Usage and ab-usage in the language of contemporary Anglicanism

The recent exchanges between Bishop John Shelby Spong of Newark, New Jersey and the Archbishop of Canterbury make entertaining reading.

Spong is a champion of all things new and radical – in this instance the wholehearted acceptance of homosexual relationships. Dr Carey, as the ‘focus of unity’ of an International Impairment of Communion threatened with further impairment on the issue, speaks with the voice of reasoned conservatism. ‘You feel passionately about this,’ writes the Archbishop, ‘and…you have the support of a significant number of bishops. However, I ask you in turn to recognise that a very large number of bishops from all over the world disagrees with you with equal passion’. He describes Spong’s tone as ‘hectoring and intemperate’.

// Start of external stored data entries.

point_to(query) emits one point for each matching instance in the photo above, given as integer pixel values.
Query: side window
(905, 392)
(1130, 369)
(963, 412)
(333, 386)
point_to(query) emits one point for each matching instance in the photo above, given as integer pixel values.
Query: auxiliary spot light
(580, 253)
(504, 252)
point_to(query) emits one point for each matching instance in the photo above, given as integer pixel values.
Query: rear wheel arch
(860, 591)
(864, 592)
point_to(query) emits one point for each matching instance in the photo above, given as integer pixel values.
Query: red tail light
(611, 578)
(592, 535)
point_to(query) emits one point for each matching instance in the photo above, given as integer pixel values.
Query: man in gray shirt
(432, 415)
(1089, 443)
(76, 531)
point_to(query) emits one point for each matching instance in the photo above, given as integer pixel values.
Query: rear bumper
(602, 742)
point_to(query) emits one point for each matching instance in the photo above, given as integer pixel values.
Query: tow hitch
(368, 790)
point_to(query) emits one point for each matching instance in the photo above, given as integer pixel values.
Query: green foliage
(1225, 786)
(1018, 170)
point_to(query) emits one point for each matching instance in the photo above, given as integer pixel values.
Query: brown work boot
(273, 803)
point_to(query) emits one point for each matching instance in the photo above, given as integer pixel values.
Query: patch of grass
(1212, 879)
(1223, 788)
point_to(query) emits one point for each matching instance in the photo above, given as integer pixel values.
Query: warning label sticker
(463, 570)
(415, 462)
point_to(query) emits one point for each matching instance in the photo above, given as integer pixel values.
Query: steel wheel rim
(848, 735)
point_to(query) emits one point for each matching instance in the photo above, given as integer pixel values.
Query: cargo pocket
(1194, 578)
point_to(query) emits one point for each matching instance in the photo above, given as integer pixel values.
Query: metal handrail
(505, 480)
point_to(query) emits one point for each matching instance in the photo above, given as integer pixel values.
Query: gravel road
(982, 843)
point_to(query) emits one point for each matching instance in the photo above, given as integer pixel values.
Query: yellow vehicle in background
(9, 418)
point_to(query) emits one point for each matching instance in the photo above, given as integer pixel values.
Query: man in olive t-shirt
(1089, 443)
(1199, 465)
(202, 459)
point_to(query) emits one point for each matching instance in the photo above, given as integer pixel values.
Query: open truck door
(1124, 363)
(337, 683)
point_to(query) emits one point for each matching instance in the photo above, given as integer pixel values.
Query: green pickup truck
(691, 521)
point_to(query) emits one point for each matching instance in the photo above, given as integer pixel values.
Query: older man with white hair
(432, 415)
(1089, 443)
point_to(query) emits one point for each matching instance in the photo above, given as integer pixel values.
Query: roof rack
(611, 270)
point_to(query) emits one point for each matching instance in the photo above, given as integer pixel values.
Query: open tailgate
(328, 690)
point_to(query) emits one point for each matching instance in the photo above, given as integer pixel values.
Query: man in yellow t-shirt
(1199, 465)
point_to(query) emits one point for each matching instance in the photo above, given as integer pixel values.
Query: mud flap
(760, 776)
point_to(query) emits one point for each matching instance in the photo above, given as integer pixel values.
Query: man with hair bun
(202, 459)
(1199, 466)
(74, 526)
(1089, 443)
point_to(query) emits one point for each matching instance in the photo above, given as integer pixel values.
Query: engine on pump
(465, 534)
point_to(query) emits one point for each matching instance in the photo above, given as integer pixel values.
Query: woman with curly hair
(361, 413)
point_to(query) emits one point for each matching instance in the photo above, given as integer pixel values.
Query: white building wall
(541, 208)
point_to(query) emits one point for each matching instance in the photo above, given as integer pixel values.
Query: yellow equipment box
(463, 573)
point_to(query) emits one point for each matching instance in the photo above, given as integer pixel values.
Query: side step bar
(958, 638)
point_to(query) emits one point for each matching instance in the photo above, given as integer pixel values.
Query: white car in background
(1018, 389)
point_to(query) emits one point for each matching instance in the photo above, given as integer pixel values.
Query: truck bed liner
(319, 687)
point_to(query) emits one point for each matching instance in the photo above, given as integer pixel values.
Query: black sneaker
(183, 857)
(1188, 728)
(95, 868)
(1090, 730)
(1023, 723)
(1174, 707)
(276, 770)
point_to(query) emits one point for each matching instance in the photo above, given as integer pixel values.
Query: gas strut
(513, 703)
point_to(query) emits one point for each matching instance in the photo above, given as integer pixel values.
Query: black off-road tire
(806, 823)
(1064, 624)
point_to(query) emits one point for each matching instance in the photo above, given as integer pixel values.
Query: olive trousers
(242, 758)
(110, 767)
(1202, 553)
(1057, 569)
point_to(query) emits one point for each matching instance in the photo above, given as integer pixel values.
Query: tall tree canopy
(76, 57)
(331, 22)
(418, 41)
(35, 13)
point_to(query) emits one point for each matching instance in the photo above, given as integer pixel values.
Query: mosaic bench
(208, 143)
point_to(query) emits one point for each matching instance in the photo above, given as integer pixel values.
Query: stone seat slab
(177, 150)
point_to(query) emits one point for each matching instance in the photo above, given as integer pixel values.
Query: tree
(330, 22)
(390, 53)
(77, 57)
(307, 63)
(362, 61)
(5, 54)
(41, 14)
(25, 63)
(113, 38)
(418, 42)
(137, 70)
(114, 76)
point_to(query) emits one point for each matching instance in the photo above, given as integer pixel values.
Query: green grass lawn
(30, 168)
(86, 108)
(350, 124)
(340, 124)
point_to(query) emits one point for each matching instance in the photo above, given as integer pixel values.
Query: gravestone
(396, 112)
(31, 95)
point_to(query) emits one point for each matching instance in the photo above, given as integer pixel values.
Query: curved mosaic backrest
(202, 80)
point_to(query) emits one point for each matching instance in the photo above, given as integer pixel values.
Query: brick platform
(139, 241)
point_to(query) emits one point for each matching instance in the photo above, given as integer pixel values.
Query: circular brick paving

What is amusing, of course, is Dr. Carey’s unselfconscious exercise in role reversal. It is not long since he was the one who was hectoring, intemperate and in a minority among bishops of the communion. But the fact that ‘a very large number of bishops from all over the world’ disagreed with him did not restrain him from proclaiming to the Reader’s Digest and to the world that they all were heretics.

As Jack Spong must surely see, the Archbishop is hardly one, at his late stage, to complain about the tone of the debate.